Performance is not great though; I ran the gabriel "boyer" test and it was 0.288 second on openjdk 1.8 and 63 seconds on Doppio in chromium.
I recently added support for ClojureScript
An Intro: https://epiphany.pub/@shi-yan/introduction
b) Clojure didn't really fully succeed, there were annoying differences between Clojure and Clojurescript last time I looked. There are compilers for incomplete subsets of CL to JS as well, although presumably much worse ones.
c) There's some stuff in Common Lisp that's quite hard to do efficiently on top of most existing language runtimes. For example resumable exceptions and lua/CL-style optional multiple return values. In assembler or without concern for efficiency the last one is trivial, otherwise, not so much.
d) Clojurescript could bootstrap existing fancy JVM platform stuff (closure compiler) to do quite a lot of heavy lifting.
I think a modern multiparadigm Lisp on LLVM would be great. Perhaps that's Julia, though.
D) Anything targeting JS can run the output through closure; I've done so with Parenscript, for example.
D) Of course, but if you require some additional JVM based tooling for a JVM language like clojure, you lose 0% of your potential audience and introduce no additional friction, which is not at all the case for CL (nor would it be for, say C++ or Lua).
Oh look, a comment in this submission Github's item points to JSCL, for example.
There are several CL implementations with deep C integration, for example by compilation to C. CLASP has deep C++ and LLVM integration. Some implementation can create shared libraries which are being loaded from other programs.
I tried to run some of my CL stuff in JSCL, but the browser just froze, so I quickly gave up on that. Guess it can't handle more complex stuff.
I wonder if someone ever tried to compile a C-based CL implementation (like sbcl) to WebAssembly (i.e. using emscripten) ? I'd be surprised if nobody ever tried that,
but I never read any reports regarding success or failure.
Does anyone know about prior works I could potentially contribute to?
Or someone could semi-manually create links for all the snippets?
object models differ widely. Compare Smalltalk, Java and C++.
CLOS had influence on a bunch not so mainstream languages: Perl5 (Moose), Perl6, Julia, R, Scheme (TinyCLOS and similar) ... and a bunch of extensions to C, Java and other languages.
There are some difficulties to make CLOS fast on top of, say, the JVM. One can't map the full CLOS directly on top of Java objects, since they lack some features like multiple inheritance, direct class updates, etc.

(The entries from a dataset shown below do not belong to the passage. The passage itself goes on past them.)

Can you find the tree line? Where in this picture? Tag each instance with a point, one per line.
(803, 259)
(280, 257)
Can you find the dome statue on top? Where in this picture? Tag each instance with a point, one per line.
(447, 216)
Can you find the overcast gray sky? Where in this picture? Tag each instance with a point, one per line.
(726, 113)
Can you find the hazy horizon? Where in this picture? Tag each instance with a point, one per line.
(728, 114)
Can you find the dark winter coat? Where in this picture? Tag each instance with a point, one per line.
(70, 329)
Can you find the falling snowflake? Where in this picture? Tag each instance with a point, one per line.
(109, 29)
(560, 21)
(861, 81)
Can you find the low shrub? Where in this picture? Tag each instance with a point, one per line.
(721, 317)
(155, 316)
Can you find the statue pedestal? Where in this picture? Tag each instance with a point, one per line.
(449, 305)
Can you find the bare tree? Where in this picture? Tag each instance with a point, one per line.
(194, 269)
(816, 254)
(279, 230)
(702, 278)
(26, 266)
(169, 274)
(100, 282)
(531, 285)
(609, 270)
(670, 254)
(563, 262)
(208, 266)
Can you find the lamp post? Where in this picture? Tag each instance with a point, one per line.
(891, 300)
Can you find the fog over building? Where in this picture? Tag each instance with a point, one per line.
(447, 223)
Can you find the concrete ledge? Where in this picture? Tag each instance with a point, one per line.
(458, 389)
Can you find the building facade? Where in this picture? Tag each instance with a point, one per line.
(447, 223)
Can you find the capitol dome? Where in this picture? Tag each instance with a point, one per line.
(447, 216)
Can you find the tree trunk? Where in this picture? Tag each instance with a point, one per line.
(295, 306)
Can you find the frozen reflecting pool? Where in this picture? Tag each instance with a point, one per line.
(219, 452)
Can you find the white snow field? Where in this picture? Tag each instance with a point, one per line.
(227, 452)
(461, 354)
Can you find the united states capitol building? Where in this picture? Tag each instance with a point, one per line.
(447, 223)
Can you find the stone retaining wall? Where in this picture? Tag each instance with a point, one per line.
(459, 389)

So there is a layer of mapping necessary - which is possible -> ABCL. But it's not as fast as a direct implementation.
> A lot of the complexity comes from needing to be both interpreted and compiled at the same time
Not sure what you mean by 'interpreted', but there is no requirement to support both. SBCL for example and no Lisp interpreter for many years. It now has one, but it's not used much. Clozure CL also has no interpreter.
Btw., EVAL is no interface to an interpreter. SBCL would compile the code at runtime.
> A lot of completely arbitrary things like the infamous LOOP macro are in the standard library.
It's not arbitrary. It's a standardized iteration facility. LOOP actually does not make implementations difficult, since there are ready-made LOOP implementations which can be just loaded into Common Lisp.